Poszliście na kolację do japońskiej knajpki na sushi, w pełni wegetariańskie oczywiście. Jako że wspomniałaś wcześniej o swoich ojcu, Luka postanowił nieco porozmawiać o rodzinie. Dowiedziałeś się co nieco więcej o rodzie Schwarz. Matka chłopaka, Jannete, była współwłaścicielem Korporacji Devon - dużego przedsiębiorstwa zajmującego się nowymi technologiami. Jej ojciec pracował na wysokim stanowisku w banku i był w jakiś skomplikowany sposób spokrewniony z Josephem Stonem, drugim właścicielem Korporacji Devon. Jego rodzice spotkali się na jakimś uroczystym bankiecie i zaiskrzyło między nimi. Niedługo potem pobrali się, a później na świecie pojawił się Lucian, a następnie Luka.
- A co z twoimi rodzicami. Oni też są... gijinkami? - spytał chłopak, nieco jakby speszony swoją śmiałością.
____________________________
* Szczegóły xD

Snazzy - 2016-04-15, 21:48

Pytanie o moich rodziców lekko mnie zbiło z tropu. Cóż, mogłam się spodziewać rozmowy w stylu "Pytanie za pytanie", jednak ostatecznie zaskoczyło mnie to, zwłaszcza, że dotyczyło to moich rodziców.
- Uhm... mój ojciec jest gijinką. Kiedyś... on nie chciał mi o tym mówić, ale był zwykłym człowiekiem, jak ty. Podejrzewam, że to, co się stało... nie do końca było przyjemne i wolał mnie nie zadręczać takimi szczegółami. Mama zaś... - tu robię sobie krótką przerwę. Nie znam swojej matki.

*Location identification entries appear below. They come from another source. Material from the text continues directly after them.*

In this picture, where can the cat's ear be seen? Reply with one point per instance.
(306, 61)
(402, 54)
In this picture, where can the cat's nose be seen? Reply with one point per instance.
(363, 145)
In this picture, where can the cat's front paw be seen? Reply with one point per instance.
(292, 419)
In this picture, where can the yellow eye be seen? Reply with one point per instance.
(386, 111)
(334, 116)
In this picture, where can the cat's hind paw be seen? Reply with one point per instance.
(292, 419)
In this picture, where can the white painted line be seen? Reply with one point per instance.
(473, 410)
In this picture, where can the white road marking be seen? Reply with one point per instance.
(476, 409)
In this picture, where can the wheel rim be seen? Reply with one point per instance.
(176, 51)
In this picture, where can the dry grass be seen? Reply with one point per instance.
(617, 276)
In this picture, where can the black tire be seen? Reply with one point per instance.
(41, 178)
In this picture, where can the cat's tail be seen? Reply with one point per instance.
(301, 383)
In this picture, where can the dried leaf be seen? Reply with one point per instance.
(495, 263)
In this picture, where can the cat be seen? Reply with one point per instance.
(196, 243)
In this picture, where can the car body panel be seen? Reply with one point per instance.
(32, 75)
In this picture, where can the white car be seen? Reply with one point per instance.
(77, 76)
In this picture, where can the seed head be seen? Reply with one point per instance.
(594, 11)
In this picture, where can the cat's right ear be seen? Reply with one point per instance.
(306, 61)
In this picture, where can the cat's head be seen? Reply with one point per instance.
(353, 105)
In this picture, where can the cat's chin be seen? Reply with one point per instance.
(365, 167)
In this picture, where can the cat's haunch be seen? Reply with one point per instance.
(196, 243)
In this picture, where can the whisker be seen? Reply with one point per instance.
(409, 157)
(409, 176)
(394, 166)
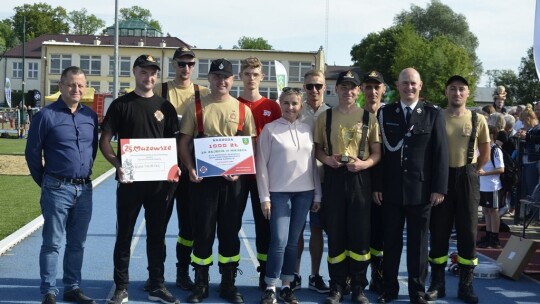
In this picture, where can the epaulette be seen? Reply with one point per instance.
(430, 105)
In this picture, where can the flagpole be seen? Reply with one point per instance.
(536, 45)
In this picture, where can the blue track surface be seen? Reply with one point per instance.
(19, 268)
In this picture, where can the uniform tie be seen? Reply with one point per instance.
(408, 114)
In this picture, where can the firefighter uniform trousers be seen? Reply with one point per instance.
(216, 202)
(184, 244)
(460, 206)
(346, 215)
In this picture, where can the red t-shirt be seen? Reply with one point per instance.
(264, 111)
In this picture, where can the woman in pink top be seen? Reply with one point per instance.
(289, 187)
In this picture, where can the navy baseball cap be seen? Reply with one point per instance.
(221, 67)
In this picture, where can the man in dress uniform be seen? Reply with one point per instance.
(414, 168)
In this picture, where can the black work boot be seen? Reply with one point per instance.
(376, 283)
(228, 290)
(358, 283)
(200, 289)
(182, 277)
(465, 290)
(436, 289)
(262, 273)
(336, 294)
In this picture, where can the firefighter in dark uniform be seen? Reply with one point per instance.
(219, 199)
(414, 167)
(460, 207)
(347, 142)
(374, 88)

Nie zamierzam tego ukrywać. - Nie do końca wiem, co się z nią stało, ale sądząc po reakcji taty, gdy o niej wspomina, zapewne nie żyje.
Po tym wyznaniu zamierzam trochę pomilczeć, w międzyczasie starając się niepostrzeżenie zajrzeć do umysłu Luki. Mam wprawdzie na uwadze radę Hekate, by nie nadużywać tej zdolności, ale... chyba jestem po prostu ciekawa, co on o mnie myśli.